La mairie de Talmont-St-Hilaire soutenait que le secteur correspondait à une zone naturelle de protection de sauvegarde des milieux écologiquement sensibles, des sites et des paysages remarquables ou caractéristiques du littoral. La mairie soutenait également que le PLU prévoyait des occupations à l’exclusion de toute forme d’hébergement et si les aménagements sont en harmonie avec le site et permettent un retour à l’état naturel. Sont mentionnés les aménagements nécessaires aux activités agricoles, pastorales et forestières dans la limite de 50 mètres carrés; les aménagements dans les zones de pêche, de cultures marines ou lacustres, de conchyliculture, de saliculture et d’élevage d’ovins de prés salés; et les constructions et aménagements nécessitant la proximité immédiate de l’eau.

Or, la mairie considérait que la seule présence de quelques moutons destinés à l’entretien du site ne saurait caractériser l’existence d’une activité agricole ou pastorale, que l’entretien durable du site par les animaux ne contribue pas à la préservation de l’espace remarquable auquel appartient le marais ni que leur présence et la construction d’un abri soient rendues indispensables par des nécessités techniques.
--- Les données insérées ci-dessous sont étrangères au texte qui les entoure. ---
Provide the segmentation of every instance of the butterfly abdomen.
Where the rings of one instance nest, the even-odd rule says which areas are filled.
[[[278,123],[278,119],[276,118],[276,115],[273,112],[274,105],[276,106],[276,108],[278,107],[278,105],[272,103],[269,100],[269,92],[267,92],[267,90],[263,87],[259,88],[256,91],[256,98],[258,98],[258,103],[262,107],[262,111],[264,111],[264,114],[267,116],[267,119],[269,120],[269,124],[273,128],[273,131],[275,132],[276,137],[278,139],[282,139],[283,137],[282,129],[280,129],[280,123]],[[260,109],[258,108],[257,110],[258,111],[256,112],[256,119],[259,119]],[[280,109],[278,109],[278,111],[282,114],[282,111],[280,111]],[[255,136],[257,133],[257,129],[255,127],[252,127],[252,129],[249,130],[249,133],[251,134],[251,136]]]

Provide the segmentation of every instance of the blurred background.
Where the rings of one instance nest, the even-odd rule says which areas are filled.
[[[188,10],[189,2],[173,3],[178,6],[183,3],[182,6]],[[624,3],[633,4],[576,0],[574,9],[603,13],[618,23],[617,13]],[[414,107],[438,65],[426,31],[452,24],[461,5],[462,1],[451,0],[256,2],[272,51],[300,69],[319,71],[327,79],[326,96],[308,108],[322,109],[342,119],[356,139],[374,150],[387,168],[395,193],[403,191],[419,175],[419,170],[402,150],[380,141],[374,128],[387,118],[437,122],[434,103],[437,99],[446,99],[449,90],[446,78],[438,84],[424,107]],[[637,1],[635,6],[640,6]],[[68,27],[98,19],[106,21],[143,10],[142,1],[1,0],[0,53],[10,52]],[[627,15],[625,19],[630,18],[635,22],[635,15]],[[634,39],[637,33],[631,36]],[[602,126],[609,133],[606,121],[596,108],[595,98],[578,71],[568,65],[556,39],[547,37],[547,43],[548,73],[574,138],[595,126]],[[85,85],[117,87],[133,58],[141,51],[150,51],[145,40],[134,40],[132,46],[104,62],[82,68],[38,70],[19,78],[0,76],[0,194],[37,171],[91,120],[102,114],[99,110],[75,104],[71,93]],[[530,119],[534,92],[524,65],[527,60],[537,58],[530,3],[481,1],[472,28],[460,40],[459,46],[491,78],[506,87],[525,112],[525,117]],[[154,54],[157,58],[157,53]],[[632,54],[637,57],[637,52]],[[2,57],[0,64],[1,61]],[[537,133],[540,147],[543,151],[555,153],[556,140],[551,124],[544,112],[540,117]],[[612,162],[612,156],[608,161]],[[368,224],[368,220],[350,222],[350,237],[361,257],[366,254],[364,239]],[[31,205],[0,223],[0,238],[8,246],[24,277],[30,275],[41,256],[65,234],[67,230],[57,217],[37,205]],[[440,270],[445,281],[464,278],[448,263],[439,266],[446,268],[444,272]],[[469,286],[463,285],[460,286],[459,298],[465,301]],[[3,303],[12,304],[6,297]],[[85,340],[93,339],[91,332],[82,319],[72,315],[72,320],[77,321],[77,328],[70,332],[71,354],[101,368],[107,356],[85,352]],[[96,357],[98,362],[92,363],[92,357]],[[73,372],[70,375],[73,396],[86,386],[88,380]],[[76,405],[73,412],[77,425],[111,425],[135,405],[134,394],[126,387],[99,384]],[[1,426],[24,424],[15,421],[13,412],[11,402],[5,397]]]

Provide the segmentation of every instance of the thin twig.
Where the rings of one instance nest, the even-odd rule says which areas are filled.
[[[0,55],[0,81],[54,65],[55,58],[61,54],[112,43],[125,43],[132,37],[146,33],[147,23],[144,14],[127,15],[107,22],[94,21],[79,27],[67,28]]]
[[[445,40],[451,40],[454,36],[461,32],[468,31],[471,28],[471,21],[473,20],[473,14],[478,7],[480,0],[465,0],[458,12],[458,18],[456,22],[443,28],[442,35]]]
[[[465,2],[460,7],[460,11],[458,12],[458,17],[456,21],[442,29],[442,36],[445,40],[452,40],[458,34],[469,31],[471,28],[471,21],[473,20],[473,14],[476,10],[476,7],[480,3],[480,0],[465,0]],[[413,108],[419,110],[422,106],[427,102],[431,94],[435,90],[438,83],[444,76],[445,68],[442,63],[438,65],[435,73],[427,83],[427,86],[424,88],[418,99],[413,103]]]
Enfin, il fut considéré que l’activité de pêche à la ligne de loisirs à vocation commerciale ne constituait pas une activité traditionnelle, notamment avec l’introduction de poissons adultes.

Concernant les pièces demandées, la mairie note que:
– le dossier ne comportait pas d’étude d’impact, ni de précisions sur le traitement du sol et le caractère démontable des équipements.
Elle ajoute que la construction d’un abri d’une hauteur de 2,30 mètres sur la façade sud et dotée d’une toiture à deux pans, s’inscrit dans un paysage de marais particulièrement plat, avec une végétation de faible hauteur et que l’architecte des bâtiments de France a émis un avis défavorable concernant la couleur verte souhaitée.

La requête de M. Narcisse R. a été rejetée par la Cour d’appel.

Depuis ce jugement, le maire de Talmont-St-Hilaire a sollicité auprès du Tribunal correctionnel la démolition de l’abri des moutons et brebis.
Le jugement a été rendu le 27 mai 2021 et condamne M. Narcisse R. à 2000€ d’amende et à l’obligation de démolir l’abri construit sous astreinte de 50 € par jour.

Des positions et des visions opposées
D’ un côté, on le voit, la Mairie est restée sur ses positions au regard des arguments exposés ci-dessus en demandant la démolition de l’abri.
De l’autre, le défenseur de M. Narcisse R., Maître Geoffroy de Baynast estime « que la position de la commune de Talmont-St-Hilaire est totalement incohérente et profondément regrettable. »
Il estime que l’interdiction de l’entretien par le biais de moutons va, dans ce cas précis, à l’encontre de démarches environnementales. Et il s’étonne de la présence dans les marais de Talmont-St-Hilaire de bien d’autres cabanes.